From a mentor who was explaining why a superior went off on me for no apparent reason: "He doesn't respond to stress well. And to him, EVERYTHING is stressful."
To a friend who told his wife she needed to lose a lot of weight: "At what point did you say to yourself, 'This is a good idea'?"
From my (then) five year old nephew: "Peee-yew! Your bed smells like DOG!"
Meme question: "Have you ever had an imaginary friend?" My reply: "Sometimes, I feel like most of my friends have been imaginary."
To someone who was bitching about work troubles: "Yeah, this sucks, but keep it in perspective. It beats being in a foxhole in Iraq."
From a girlfriend whom was VERY surprised by something I did: "Oh my God - you ARE a lesbian!"
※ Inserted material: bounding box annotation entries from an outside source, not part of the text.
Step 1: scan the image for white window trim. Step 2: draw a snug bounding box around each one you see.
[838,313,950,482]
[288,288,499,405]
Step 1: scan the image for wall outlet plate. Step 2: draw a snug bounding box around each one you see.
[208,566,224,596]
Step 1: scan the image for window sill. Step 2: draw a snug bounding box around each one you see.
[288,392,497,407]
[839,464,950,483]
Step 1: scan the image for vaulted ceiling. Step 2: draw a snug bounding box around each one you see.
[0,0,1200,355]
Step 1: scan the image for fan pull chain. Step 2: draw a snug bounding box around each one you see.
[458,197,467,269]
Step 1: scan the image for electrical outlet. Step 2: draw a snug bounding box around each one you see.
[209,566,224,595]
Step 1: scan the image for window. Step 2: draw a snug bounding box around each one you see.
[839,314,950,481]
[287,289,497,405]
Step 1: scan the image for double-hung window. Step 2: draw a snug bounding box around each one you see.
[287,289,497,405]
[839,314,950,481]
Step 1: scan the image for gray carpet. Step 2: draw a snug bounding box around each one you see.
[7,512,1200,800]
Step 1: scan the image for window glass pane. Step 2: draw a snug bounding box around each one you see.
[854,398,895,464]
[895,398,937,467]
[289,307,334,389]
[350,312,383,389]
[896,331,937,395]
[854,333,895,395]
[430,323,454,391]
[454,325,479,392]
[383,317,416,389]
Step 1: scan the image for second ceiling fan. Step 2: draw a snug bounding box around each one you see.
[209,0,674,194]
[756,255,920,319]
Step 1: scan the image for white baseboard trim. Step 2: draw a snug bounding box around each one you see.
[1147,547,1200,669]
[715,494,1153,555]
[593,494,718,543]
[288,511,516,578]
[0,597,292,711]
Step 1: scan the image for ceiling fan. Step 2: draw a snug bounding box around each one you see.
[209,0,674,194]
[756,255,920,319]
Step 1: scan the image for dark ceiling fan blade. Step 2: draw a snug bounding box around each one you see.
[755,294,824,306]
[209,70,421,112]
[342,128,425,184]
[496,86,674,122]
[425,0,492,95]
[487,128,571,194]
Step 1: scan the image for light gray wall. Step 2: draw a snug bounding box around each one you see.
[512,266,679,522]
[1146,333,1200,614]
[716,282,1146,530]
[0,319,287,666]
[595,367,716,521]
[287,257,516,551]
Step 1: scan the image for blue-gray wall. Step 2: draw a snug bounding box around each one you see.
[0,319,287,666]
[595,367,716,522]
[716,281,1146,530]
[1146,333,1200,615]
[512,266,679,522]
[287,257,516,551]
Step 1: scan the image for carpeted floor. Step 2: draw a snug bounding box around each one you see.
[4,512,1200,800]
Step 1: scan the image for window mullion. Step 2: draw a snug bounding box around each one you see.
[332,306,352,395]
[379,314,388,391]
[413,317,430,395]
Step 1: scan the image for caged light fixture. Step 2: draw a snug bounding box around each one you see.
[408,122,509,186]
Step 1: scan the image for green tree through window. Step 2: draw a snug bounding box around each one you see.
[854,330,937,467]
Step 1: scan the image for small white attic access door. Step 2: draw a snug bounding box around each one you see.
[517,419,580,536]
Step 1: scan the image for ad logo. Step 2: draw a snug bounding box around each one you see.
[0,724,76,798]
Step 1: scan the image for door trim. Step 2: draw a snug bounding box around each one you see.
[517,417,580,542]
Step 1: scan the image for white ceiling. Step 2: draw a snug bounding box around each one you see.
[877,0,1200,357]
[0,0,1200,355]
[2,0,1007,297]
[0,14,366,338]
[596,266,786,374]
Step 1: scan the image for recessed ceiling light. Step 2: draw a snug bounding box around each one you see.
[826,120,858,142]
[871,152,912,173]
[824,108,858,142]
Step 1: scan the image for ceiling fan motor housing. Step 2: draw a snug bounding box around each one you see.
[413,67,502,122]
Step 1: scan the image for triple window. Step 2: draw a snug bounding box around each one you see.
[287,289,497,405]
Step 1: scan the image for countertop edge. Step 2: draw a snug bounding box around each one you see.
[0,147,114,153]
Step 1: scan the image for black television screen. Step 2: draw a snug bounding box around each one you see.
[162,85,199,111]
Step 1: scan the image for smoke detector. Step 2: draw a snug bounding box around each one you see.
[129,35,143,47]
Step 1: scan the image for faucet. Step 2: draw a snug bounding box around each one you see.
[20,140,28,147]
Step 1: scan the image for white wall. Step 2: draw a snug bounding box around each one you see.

From a Black Hat (instructor) speaking to another student coming down at Airborne school, overheard while I was rolling up my chute on the drop zone: "No! Turn INTO the wind, Airborne! Turn INTO THE WIND! Into it!! INTO IT!!! INTO THE FUCKING WIND!!! (A loud groan of frustration) Awwwww, fuck it. Be All You Can Be!!!" (The guy hit so hard he tumbled end over end - he looked like that opening scene in the Six Million Dollar Man. We all gave him a good golf clap from the side of the drop zone.)
While walking into a video store to get a refund for a lesbian-themed movie we rented: "Three out of five lesbians say this movie sucked, and I brought two of them with me."